Monday, July 11, 2011
Technische Universität Berlin
Fakultät II, Institut für Mathematik
Str. des 17. Juni 136
room MA 041
Lecture - 14:15
Abstract:
We introduce a natural abstraction of propositional proof systems that
are based on cutting planes. This new class of proof systems covers
well-known operators including Gomory-Chvátal cuts, lift-and-project
cuts, Sherali-Adams cuts, Lovász-Schrijver cuts, and split cuts. The
rank of such a proof system corresponds to the number of rounds needed
to show the nonexistence of integral solutions to a system of linear
inequalities. We present a family of polytopes in the unit cube
without integral points and show that it has a high rank for any proof
system in this class. In fact, we prove that whenever a specific
cutting-plane proof system has maximal rank on a particular family of
instances, then the rank of any cutting-plane proof system is close to
maximal. This result essentially implies that the rank of worst-case
examples does not depend on specific cutting-plane proof systems; it
is intrinsic to the respective family of instances.

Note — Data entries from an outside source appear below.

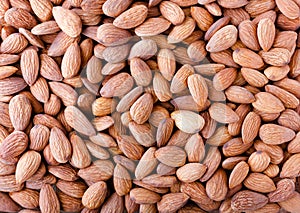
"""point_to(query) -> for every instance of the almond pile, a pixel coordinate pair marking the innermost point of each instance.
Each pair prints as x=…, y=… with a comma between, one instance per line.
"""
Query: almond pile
x=116, y=106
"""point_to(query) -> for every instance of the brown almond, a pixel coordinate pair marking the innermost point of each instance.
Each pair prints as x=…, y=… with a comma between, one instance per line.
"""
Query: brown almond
x=152, y=27
x=27, y=165
x=60, y=145
x=190, y=172
x=172, y=12
x=216, y=186
x=71, y=61
x=171, y=155
x=259, y=182
x=182, y=31
x=172, y=202
x=222, y=113
x=122, y=180
x=48, y=200
x=198, y=88
x=238, y=174
x=248, y=35
x=275, y=134
x=109, y=35
x=247, y=58
x=266, y=33
x=13, y=146
x=224, y=78
x=129, y=19
x=68, y=21
x=20, y=112
x=288, y=8
x=276, y=56
x=247, y=200
x=250, y=127
x=182, y=117
x=266, y=102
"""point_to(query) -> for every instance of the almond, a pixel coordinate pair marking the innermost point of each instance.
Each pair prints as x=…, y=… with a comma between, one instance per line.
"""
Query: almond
x=275, y=134
x=172, y=12
x=259, y=182
x=222, y=39
x=152, y=27
x=247, y=58
x=268, y=103
x=166, y=63
x=182, y=117
x=132, y=17
x=265, y=39
x=68, y=21
x=171, y=155
x=238, y=174
x=48, y=199
x=198, y=88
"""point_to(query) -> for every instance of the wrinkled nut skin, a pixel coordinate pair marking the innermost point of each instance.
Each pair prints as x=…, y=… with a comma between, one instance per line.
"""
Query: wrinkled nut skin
x=149, y=106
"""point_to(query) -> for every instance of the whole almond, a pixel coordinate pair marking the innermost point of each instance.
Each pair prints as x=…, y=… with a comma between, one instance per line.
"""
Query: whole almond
x=222, y=113
x=183, y=117
x=71, y=61
x=198, y=88
x=275, y=134
x=144, y=196
x=238, y=174
x=284, y=191
x=246, y=200
x=27, y=165
x=222, y=39
x=14, y=43
x=248, y=35
x=259, y=182
x=109, y=35
x=118, y=85
x=68, y=21
x=60, y=145
x=276, y=56
x=13, y=146
x=190, y=172
x=95, y=195
x=129, y=19
x=30, y=66
x=8, y=204
x=268, y=103
x=172, y=12
x=26, y=198
x=288, y=8
x=19, y=18
x=247, y=58
x=182, y=31
x=265, y=39
x=172, y=202
x=152, y=27
x=171, y=156
x=80, y=155
x=42, y=9
x=166, y=63
x=122, y=180
x=224, y=78
x=20, y=112
x=218, y=180
x=250, y=127
x=48, y=200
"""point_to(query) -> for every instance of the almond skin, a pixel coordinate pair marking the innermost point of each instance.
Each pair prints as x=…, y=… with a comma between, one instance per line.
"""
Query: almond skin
x=68, y=21
x=27, y=165
x=132, y=17
x=222, y=39
x=20, y=112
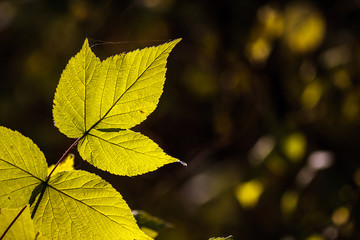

This is joint work with Sebastian Pokutta.
Colloquium - 16:00
Abstract:
We consider the edge- and vertex-isoperimetric probem on finite and
infinite hexagonal grids:
For a subset A of the hexagonal grid of given cardinality, we give a
lower bound for the number of edges between A and its complement, and
lower bounds for the number of vertices in the neighborhood of A and for
the number of vertices in the boundary of A.
For the infinite hexagonal grid the given bounds are tight.